On Wednesday, Governor Doug Ducey fired off a letter to U.S. Department of Health and Human Services (HHS) Secretary Xavier Becerra, expressing his “significant concerns” about the safety of unaccompanied minors crossing the southern border. Ducey noted that the children face considerable risks “because of insufficient federal oversight.”
In his letter, Ducey wrote: “The crisis at the southwest border is spilling into other areas of government beyond the United States Department of Homeland Security. The increasing number of unaccompanied minors is stressing the ability of the Office of Refugee Resettlement to respond appropriately, and jeopardizes both vulnerable Arizona children who have experienced abuse and neglect as well as migrant children.”
The letter strongly urges the administration to:
Cease efforts to redirect licensed beds that are currently serving Arizona foster children;
Review and adjust ORR’s practice of vetting host sponsors through virtual home visiting; and
Reconsider and adjust ORR’s procurement practices for shelter beds that negatively influence the Arizona Department of Child Safety’s ability to serve foster children.
Ducey’s concerns mentioned in the letter include efforts by HHS to redirect service providers assisting American children who have been abused or neglected to migrant children. The state has lost space for foster youth to the Office of Refugee Resettlement (ORR) as a result of recent federal action.
Additionally, Ducey alleges that the vetting processes used by HHS is “insufficient,” including virtual home studies, “put vulnerable migrant children at risk of human and sex trafficking.”
“While we recognize the need of additional space to house unaccompanied minor children, the solution cannot be to try to obtain that space from providers that are essential for the state’s child welfare agency to care for Arizona’s abused and neglected children,” the Governor continued in the letter. “Unfortunately, this is the route the ORR has taken.”
ORR’s current grant making and contracting practices create an unfair advantage that directly negatively impacts vulnerable foster children.

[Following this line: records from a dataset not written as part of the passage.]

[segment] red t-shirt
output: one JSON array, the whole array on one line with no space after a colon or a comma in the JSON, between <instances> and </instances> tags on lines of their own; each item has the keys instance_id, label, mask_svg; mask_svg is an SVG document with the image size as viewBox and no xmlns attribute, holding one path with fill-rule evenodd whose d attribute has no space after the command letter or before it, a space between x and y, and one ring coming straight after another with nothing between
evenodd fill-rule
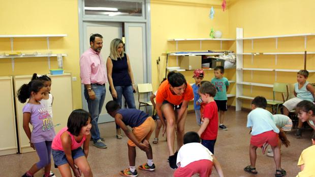
<instances>
[{"instance_id":1,"label":"red t-shirt","mask_svg":"<svg viewBox=\"0 0 315 177\"><path fill-rule=\"evenodd\" d=\"M209 124L205 131L201 134L201 139L204 140L214 140L217 136L218 117L217 107L215 101L211 101L205 107L203 111L204 119L209 119Z\"/></svg>"},{"instance_id":2,"label":"red t-shirt","mask_svg":"<svg viewBox=\"0 0 315 177\"><path fill-rule=\"evenodd\" d=\"M183 100L189 101L194 98L193 88L188 83L187 88L180 96L173 95L170 89L170 86L167 80L162 82L158 89L158 94L155 98L156 103L162 103L163 101L167 100L173 104L179 105Z\"/></svg>"}]
</instances>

Additionally, the recent passing of the Families First Prevention Services Act means states will no longer receive a federal share of reimbursement for children residing in beds from ORR. This removal will impact Arizona’s budget by $25 million in State Fiscal Year 2022, and adds to the combined action that threatens to displace vulnerable American foster children from safe homes.
The Governor is urging the Secretary to immediately adjust HSS policies for the protection of foster children as well as migrant children.